Late yesterday afternoon my wife and I got in the car to so some mandados (errands). Buy drinking water, buy some odds and ends at the 99-cent store, pick up the mail, do a little marketing. When we entered the market the sun was setting. When we came out it was dark. My heart sank. It was as if the heart had wanted the light to continue. But there it was. Darkness. It wasn’t exactly dread that I felt, but something like it. A sudden, inexplicable depression mixed with anxiety.
Why? No idea.
Today it’s really too obvious. With the fact of my coming death becoming more palpable, no matter that it might be ten, twenty years down the road, the concept of death moves slowly into thought. Thought has reflected on the darkness and is fearful of entering the place where thought will no longer exist. When I leave the market thought observes that light has been replaced with darkness, and in that split second the body constricts itself around the heart. It is thought that put the conundrum there. The body doesn’t care. The body has no interest in light, or in darkness, or in the ending. Only thought is interested.
Saturday evening and I drive downtown, walk as far as I can, then go to the little bar at Vince’s fish restaurant. It may be something of a new routine after losing El Cigart to the recession. Ten years of Saturday evenings at El Cigart and now it’s gone. Big business, big government in their endless embrace, forever failing. So now it’s Vince’s. I drink a couple three bottles of Casta, a new dark beer, and watch the boxing match.
I would like to watch both fighters, giving each equal attention, but I can’t. I am always focused on one or the other. I go back and forth. It’s too complicated to see all at once. Sometimes I try to watch only the gloves, but I can’t do that either. I watch one pair of gloves, then the other. Sometimes I think about how there are those who speak of boxing as a savage sport. The aim of each is to hurt the other. I would argue that it is not savage because it is practiced without anger.

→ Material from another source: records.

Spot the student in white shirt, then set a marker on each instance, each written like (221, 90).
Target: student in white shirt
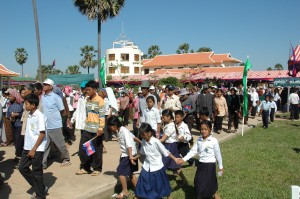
(34, 147)
(153, 181)
(152, 116)
(184, 135)
(207, 147)
(127, 164)
(170, 139)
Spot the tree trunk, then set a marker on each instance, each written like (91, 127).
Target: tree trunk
(37, 40)
(99, 52)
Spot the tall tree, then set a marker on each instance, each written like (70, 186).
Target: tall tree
(37, 33)
(88, 53)
(72, 70)
(153, 51)
(278, 67)
(21, 57)
(48, 70)
(183, 48)
(99, 10)
(204, 49)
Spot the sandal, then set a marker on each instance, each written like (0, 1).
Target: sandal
(120, 196)
(81, 172)
(95, 173)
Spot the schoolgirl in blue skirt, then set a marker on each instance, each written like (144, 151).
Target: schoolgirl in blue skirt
(170, 140)
(153, 182)
(207, 147)
(127, 164)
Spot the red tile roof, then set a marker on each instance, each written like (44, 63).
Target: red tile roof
(7, 73)
(189, 59)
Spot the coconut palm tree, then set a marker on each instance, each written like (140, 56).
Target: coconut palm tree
(99, 10)
(40, 74)
(88, 53)
(73, 70)
(21, 57)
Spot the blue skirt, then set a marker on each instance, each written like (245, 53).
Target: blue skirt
(153, 185)
(168, 162)
(126, 168)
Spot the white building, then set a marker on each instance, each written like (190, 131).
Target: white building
(124, 58)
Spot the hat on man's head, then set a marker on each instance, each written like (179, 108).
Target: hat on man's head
(170, 87)
(152, 87)
(49, 82)
(183, 91)
(145, 84)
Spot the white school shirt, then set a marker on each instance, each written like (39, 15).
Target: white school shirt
(152, 117)
(35, 124)
(126, 141)
(153, 150)
(184, 131)
(170, 131)
(273, 105)
(208, 151)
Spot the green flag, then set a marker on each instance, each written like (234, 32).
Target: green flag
(248, 65)
(103, 72)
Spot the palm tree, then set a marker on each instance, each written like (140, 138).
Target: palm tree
(183, 48)
(153, 51)
(40, 74)
(204, 49)
(73, 70)
(88, 53)
(99, 10)
(21, 57)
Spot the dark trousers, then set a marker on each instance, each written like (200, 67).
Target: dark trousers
(272, 114)
(253, 111)
(95, 160)
(218, 123)
(124, 114)
(233, 117)
(265, 118)
(35, 176)
(18, 140)
(294, 111)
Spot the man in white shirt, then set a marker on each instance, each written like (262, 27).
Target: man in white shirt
(172, 101)
(294, 101)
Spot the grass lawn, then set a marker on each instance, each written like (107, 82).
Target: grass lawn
(264, 163)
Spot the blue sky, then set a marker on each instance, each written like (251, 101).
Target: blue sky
(261, 29)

When we fire-bomb a great city, or nuke it, that too is done without personal anger, so is not savage. Killing others is an intricate part of advanced human culture. Anger is not necessary, it’s neither here nor there. You can participate in burning alive 40,000 people without feeling anger. You do it because it was a mission given you. You have nothing against the individuals you help burn. So it’s not savage. It’s a key expression of advanced human culture.